Emschergenossenschaft in Essen startet neues Projekt

Die Emschergenossenschaft in Essen hat ein neues Projekt begonnen. Mit einer neuen Anlage soll in Zukunft Phosphor aus dem Klärschlamm zurückgewonnen werden. Der Rohstoff ist selten und die Rückgewinnung ein Beitrag für die Nachhaltigkeit.

© Emschergenossenschaft

In Essen wird an neuem nachhaltigen Projekt gearbeitet

An der Stadtgrenze Essen/Bottrop steht die große Kläranlage der Emschergenossenschaft. Dort geht jetzt eine neue Demonstrationsanlage für die Phosphorrückgewinnung aus Klärschlamm in Betrieb. Gerade wurde die Anlage offiziell eingeweiht. Phosphor ist ein begehrter Rohstoff und nicht unendlich verfügbar. Phosphor wird vor allem in Düngemitteln verwendet. Über unsere Nahrung wiederum gelangt Phosphor in das Abwasser und kann aus dem Klärschlamm gelöst und damit zurückgewonnen werden. Das Endprodukt ist eine Phosphorsäure in marktüblicher Konzentration. Für den Prozess wird die Asche aus dem Klärschlamm in der Anlage bearbeitet. Die Asche wird mit Salzsäure aufgeschlossen, um den Phosphor aus der Asche zu lösen. In einer Kombination aus Ionenaustauschern und Elektrodialyse werden andere Stoffe von der Rohphosphorsäure getrennt. Danach wird die Säure in die marktübliche Konzentration gebracht. In der neuen Anlage werden in den nächsten zwei Jahren die unterschiedlichsten Rohstoffe bearbeitet. Damit soll die dauerhafte Betriebsfähigkeit einer solchen Anlage getestet werden.

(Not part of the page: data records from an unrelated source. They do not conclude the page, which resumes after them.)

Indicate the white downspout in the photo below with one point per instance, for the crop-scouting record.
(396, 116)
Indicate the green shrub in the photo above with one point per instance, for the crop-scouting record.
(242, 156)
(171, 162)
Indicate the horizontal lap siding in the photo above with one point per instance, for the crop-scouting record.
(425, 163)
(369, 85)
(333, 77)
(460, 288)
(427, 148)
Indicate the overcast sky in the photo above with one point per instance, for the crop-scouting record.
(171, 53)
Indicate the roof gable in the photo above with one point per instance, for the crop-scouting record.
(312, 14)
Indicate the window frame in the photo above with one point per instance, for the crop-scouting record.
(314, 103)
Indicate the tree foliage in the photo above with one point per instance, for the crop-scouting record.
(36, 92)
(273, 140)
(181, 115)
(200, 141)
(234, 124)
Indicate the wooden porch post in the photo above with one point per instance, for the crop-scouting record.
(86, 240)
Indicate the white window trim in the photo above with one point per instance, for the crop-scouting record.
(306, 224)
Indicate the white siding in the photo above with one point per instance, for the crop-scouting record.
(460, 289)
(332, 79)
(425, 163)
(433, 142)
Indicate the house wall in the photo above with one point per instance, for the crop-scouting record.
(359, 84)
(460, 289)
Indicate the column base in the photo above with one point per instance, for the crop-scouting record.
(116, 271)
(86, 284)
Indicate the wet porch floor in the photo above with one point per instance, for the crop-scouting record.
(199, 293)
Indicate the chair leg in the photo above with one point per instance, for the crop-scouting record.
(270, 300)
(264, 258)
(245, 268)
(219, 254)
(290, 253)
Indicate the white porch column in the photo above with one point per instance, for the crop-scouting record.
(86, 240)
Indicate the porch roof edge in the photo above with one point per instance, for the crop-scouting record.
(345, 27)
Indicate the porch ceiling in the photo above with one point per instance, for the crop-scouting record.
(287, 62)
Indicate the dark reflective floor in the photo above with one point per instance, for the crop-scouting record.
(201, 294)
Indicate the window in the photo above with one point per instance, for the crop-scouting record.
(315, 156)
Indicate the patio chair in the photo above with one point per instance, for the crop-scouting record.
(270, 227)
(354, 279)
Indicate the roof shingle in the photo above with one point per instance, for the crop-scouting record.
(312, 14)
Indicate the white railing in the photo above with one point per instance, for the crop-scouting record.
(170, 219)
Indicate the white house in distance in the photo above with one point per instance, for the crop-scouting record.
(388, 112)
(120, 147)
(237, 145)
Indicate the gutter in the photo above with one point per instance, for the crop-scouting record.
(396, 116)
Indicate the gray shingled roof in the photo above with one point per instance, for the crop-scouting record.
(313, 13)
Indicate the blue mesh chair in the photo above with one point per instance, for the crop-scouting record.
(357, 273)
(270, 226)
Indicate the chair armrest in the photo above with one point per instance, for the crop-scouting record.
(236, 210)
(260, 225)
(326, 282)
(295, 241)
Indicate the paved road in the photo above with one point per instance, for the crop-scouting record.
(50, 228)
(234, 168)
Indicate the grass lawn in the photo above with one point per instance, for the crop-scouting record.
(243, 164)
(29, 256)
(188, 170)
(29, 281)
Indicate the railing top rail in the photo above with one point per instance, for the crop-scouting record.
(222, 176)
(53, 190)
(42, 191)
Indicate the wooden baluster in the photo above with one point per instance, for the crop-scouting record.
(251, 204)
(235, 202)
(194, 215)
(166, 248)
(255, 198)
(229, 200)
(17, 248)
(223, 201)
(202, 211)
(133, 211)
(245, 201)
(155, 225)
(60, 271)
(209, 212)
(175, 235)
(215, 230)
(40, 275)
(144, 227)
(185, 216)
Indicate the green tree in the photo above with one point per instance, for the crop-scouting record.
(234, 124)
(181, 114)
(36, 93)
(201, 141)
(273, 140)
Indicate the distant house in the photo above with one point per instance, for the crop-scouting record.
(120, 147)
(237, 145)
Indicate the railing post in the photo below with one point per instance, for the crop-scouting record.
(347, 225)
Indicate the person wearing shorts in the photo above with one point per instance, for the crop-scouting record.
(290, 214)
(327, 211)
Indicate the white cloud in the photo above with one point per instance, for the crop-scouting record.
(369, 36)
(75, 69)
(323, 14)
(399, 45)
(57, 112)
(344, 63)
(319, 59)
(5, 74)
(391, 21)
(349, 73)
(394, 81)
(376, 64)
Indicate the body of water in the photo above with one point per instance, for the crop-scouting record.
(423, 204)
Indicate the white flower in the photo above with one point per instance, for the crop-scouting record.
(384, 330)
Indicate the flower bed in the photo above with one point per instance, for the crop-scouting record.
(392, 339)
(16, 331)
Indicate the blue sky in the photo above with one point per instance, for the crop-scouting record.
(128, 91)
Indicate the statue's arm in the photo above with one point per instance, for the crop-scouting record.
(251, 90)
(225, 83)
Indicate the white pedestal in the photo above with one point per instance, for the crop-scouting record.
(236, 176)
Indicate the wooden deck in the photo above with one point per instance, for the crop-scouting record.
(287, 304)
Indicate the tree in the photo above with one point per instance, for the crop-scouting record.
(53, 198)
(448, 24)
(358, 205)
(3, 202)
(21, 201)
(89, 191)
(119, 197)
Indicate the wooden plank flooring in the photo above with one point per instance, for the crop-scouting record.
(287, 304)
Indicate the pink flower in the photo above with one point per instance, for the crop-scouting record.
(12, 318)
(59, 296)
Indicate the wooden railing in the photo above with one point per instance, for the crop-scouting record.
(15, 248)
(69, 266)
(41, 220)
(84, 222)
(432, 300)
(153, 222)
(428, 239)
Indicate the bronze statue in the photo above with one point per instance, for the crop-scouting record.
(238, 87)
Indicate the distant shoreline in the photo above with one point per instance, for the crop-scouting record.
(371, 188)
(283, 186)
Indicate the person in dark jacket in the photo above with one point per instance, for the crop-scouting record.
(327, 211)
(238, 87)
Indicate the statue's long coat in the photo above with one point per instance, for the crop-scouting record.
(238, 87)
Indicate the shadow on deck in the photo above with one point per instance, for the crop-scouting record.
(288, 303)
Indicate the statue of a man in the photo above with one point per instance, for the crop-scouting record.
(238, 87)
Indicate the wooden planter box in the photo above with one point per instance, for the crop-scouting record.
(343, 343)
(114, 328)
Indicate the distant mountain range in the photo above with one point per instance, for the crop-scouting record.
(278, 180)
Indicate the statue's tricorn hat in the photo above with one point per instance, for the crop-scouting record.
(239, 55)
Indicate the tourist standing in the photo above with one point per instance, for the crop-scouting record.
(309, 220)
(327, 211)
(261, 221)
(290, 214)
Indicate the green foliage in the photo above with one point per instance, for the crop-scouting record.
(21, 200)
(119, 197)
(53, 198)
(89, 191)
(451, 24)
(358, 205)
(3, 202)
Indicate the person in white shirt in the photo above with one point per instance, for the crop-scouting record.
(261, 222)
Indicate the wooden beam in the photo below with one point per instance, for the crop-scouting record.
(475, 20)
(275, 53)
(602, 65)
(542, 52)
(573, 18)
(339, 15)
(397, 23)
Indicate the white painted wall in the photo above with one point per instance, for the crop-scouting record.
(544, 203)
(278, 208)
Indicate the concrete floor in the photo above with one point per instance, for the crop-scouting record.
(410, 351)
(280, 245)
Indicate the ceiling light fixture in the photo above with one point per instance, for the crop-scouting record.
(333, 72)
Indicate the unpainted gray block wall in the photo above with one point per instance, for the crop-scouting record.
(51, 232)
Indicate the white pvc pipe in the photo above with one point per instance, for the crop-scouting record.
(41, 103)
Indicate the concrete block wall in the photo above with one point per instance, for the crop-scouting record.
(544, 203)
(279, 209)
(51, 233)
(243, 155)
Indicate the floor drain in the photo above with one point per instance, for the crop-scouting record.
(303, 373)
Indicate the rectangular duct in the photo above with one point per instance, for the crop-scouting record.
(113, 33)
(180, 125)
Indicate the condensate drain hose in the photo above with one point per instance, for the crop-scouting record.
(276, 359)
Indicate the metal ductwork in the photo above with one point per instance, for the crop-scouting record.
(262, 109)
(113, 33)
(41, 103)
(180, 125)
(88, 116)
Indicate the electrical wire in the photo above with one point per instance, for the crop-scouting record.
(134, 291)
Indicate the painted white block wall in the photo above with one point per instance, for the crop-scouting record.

Essen geht mit anderen Städten nächsten Schritt für Nachhaltigkeit

Die Emschergenossenschaft in Essen hat sich mit zahlreichen anderen Wasserverbänden unter anderem mit dem Ruhrverband zusammen geschlossen und die Anlage gebaut. Dort sollen demnächst auch die Rohstoffe aus anderen Klärwerken verarbeitet werden. Die Anlage kann 1000 Tonnen Klärschlammasche im Jahr verarbeiten. 2029 beginnt in Deutschland die Pflicht zur Rückgewinnung von Phosphor. Die Wasserverbände müssen also reagieren und beginnen mit der neuen Anlage jetzt den ersten Testlauf. Das Projekt wird mit 6,7 Millionen Euro vom Bundesministerium für Bildung und Forschung gefördert. Wenn die Anlage wie geplant funktioniert, kann der Phosphor aus den verwendeten Düngemitteln in Zukunft wieder zurückgewonnen werden. Das ist ein Beitrag zu einer nachhaltigen Kreislaufwirtschaft.